Big data is all the rage; using large datasets promises to give us new insights into questions that have been difficult or impossible to answer in the past. This is especially true in fields such as medicine and the social sciences, where large amounts of data can be gathered and mined to find insightful relationships among variables. Data in such fields involves humans, however, and thus raises issues of privacy that are not faced by fields such as physics or astronomy.
Such privacy issues become more pronounced when researchers try to share their data with others. Data sharing is a core feature of big-data science, allowing others to verify research that has been done and to pursue other lines of inquiry the original researchers may not have attempted. But sharing data about human subjects triggers a number of regulatory regimes designed to protect the privacy of those subjects. Sharing medical data, for example, requires adherence to HIPAA (Health Insurance Portability and Accountability Act); sharing educational data triggers the requirements of FERPA (Family Educational Rights to Privacy Act). These laws require that, to share data generally, the data be de-identified or anonymized (note that, for the purposes of this article, these terms are interchangeable). While FERPA and HIPAA define the notion of de-identification slightly differently, the core idea is if a dataset has certain values removed, the individuals whose data is in the set cannot be identified, and their privacy will be preserved.
Previous research has looked at how well these requirements protect the identities of those whose data is in a dataset.2 Violations of privacy, like re-identification, generally work by linking data from a de-identified dataset with outside data sources. It is often surprising how little information is needed to re-identify a subject.
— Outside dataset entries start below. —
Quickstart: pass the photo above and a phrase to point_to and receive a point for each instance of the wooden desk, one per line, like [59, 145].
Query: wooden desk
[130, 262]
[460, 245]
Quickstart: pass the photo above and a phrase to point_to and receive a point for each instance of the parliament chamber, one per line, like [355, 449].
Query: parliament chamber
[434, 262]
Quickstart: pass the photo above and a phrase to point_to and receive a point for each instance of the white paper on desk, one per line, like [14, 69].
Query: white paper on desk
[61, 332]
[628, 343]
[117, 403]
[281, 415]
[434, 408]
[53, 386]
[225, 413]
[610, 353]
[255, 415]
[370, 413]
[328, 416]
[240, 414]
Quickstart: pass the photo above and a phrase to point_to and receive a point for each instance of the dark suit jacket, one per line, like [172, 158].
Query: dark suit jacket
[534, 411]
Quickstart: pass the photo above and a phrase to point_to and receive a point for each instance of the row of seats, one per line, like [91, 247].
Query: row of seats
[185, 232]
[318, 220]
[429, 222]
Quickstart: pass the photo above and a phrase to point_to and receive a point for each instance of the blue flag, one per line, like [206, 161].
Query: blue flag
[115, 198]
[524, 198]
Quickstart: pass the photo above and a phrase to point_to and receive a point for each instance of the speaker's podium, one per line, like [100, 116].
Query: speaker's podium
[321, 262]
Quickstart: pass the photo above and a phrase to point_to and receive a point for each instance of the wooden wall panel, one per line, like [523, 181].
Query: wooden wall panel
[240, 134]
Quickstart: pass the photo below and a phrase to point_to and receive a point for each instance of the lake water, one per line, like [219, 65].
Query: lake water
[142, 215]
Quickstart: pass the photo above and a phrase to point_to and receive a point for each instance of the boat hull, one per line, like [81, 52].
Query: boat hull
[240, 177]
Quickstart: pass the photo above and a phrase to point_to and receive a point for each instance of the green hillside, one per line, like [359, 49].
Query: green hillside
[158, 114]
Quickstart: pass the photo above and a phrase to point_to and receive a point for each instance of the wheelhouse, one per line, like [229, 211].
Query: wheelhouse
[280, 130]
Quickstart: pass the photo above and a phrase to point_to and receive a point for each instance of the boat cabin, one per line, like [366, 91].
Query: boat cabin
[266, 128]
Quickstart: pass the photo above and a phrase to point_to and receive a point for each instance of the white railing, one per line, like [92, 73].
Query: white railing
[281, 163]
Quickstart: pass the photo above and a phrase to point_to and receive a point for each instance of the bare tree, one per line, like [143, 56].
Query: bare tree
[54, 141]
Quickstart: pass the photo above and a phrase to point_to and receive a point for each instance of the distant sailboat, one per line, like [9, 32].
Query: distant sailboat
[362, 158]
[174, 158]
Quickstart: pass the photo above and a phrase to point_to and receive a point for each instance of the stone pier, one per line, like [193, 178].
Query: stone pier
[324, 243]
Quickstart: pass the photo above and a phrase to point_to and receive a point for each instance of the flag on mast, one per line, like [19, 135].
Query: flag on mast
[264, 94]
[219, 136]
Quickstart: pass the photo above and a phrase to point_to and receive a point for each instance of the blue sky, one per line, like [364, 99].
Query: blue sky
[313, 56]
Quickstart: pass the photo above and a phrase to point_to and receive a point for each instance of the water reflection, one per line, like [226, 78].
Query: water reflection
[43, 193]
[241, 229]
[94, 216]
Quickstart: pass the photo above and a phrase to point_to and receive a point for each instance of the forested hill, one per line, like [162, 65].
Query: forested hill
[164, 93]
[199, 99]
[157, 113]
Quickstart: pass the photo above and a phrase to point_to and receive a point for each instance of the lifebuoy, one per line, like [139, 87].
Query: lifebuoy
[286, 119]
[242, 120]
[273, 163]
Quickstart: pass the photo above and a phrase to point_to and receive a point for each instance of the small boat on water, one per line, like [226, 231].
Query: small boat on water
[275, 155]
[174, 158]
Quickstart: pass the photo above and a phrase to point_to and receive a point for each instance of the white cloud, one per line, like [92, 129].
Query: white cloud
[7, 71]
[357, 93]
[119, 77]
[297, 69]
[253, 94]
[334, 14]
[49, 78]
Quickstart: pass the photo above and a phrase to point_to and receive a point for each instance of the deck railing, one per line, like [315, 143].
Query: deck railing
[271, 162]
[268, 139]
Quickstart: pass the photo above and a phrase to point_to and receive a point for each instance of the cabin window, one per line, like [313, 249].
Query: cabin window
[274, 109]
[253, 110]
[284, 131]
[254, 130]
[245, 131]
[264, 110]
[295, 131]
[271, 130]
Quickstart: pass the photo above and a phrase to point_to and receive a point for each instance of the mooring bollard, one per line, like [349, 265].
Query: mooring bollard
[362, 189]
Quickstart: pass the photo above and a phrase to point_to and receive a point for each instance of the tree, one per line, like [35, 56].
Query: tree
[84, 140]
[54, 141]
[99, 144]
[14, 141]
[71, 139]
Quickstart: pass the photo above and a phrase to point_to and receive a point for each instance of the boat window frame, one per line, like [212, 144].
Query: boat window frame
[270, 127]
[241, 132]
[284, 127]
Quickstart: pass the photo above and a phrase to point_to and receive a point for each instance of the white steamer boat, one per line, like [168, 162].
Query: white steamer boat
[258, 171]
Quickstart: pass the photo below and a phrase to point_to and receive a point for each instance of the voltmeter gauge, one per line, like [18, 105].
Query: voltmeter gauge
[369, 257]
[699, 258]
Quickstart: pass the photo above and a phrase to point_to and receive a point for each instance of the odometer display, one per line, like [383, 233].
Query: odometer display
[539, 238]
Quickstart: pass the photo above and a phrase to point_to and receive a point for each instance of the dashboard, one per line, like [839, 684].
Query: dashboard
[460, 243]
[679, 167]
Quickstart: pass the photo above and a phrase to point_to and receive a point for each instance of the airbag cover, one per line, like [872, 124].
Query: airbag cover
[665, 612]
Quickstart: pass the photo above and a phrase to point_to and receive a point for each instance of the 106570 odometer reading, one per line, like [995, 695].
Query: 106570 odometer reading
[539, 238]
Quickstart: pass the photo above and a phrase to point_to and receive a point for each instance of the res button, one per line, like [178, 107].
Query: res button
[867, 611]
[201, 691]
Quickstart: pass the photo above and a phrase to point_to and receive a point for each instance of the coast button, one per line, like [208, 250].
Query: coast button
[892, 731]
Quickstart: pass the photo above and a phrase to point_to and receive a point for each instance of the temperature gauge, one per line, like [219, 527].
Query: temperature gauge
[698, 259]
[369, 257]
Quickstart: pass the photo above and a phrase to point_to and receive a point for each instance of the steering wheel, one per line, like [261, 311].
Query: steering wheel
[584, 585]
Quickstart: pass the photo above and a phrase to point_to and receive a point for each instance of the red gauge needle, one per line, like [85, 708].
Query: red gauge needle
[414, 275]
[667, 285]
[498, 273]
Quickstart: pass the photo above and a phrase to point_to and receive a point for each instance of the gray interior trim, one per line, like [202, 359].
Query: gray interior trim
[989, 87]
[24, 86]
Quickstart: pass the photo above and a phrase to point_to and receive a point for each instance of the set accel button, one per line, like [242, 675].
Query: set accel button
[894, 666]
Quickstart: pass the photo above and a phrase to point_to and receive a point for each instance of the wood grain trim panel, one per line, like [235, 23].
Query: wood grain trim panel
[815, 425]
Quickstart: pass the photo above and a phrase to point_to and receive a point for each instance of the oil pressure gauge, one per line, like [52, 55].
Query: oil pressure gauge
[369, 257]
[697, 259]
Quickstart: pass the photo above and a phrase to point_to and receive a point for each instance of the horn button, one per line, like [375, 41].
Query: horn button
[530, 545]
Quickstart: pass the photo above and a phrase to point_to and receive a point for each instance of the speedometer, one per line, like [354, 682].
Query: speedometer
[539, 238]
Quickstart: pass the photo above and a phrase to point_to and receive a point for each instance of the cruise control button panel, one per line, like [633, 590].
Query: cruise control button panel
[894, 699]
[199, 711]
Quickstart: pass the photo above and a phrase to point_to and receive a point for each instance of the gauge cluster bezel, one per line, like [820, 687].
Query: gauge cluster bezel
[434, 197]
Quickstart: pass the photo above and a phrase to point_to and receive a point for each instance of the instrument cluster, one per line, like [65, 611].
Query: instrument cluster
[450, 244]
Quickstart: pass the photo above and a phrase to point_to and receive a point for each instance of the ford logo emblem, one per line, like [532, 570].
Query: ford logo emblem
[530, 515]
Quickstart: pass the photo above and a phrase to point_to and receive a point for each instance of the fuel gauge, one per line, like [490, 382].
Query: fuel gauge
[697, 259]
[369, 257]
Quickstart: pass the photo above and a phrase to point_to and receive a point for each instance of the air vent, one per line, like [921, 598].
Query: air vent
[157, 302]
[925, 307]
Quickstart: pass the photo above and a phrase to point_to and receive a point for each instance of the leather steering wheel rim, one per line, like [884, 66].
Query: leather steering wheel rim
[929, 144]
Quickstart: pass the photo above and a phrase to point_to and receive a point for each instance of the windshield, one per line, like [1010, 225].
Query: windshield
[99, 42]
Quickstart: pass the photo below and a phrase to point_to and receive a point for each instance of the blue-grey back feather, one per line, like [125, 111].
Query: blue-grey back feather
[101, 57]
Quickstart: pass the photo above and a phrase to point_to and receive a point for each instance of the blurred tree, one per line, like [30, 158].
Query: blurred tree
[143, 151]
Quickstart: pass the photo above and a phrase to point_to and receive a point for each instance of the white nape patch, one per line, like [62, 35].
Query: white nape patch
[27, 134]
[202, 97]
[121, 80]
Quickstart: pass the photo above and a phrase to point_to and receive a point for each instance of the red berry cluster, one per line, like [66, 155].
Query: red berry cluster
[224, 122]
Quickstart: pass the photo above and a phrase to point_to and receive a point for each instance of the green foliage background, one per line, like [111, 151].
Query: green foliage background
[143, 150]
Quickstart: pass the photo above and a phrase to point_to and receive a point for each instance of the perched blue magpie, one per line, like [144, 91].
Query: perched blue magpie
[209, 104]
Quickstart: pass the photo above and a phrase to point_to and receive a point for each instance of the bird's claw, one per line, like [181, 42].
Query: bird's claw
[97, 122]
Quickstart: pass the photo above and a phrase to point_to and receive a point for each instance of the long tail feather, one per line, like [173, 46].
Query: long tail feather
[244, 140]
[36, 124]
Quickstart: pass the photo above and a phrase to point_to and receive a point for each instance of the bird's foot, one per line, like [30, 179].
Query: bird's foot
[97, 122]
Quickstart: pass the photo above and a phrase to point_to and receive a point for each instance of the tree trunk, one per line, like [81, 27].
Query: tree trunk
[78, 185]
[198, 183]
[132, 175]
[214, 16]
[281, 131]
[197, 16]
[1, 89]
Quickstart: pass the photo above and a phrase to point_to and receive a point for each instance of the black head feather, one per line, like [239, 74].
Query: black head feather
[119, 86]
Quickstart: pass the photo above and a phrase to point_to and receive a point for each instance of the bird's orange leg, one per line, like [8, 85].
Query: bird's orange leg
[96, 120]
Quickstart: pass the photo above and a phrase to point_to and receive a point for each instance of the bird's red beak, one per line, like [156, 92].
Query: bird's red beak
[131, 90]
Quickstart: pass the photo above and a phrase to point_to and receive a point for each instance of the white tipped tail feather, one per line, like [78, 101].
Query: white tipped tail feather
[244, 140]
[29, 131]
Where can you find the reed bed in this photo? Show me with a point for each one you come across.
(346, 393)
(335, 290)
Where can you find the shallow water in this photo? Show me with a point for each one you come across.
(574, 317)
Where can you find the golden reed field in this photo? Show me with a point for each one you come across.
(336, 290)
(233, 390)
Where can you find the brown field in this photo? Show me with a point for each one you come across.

More recent research has shown a different, and perhaps more troubling, aspect of de-identification. These studies have shown the conclusions one can draw from a de-identified dataset are significantly different from those that would be drawn when the original dataset is used.1 Indeed, it appears the process of de-identification makes it difficult or impossible to use a de-identified (and therefore easily sharable) version of a dataset either to verify conclusions drawn from the original dataset or to do new science that will be meaningful. This would seem to put big-data social science in the uncomfortable position of having either to reject notions of privacy or to accept that data cannot be easily shared, neither of which are tenable positions.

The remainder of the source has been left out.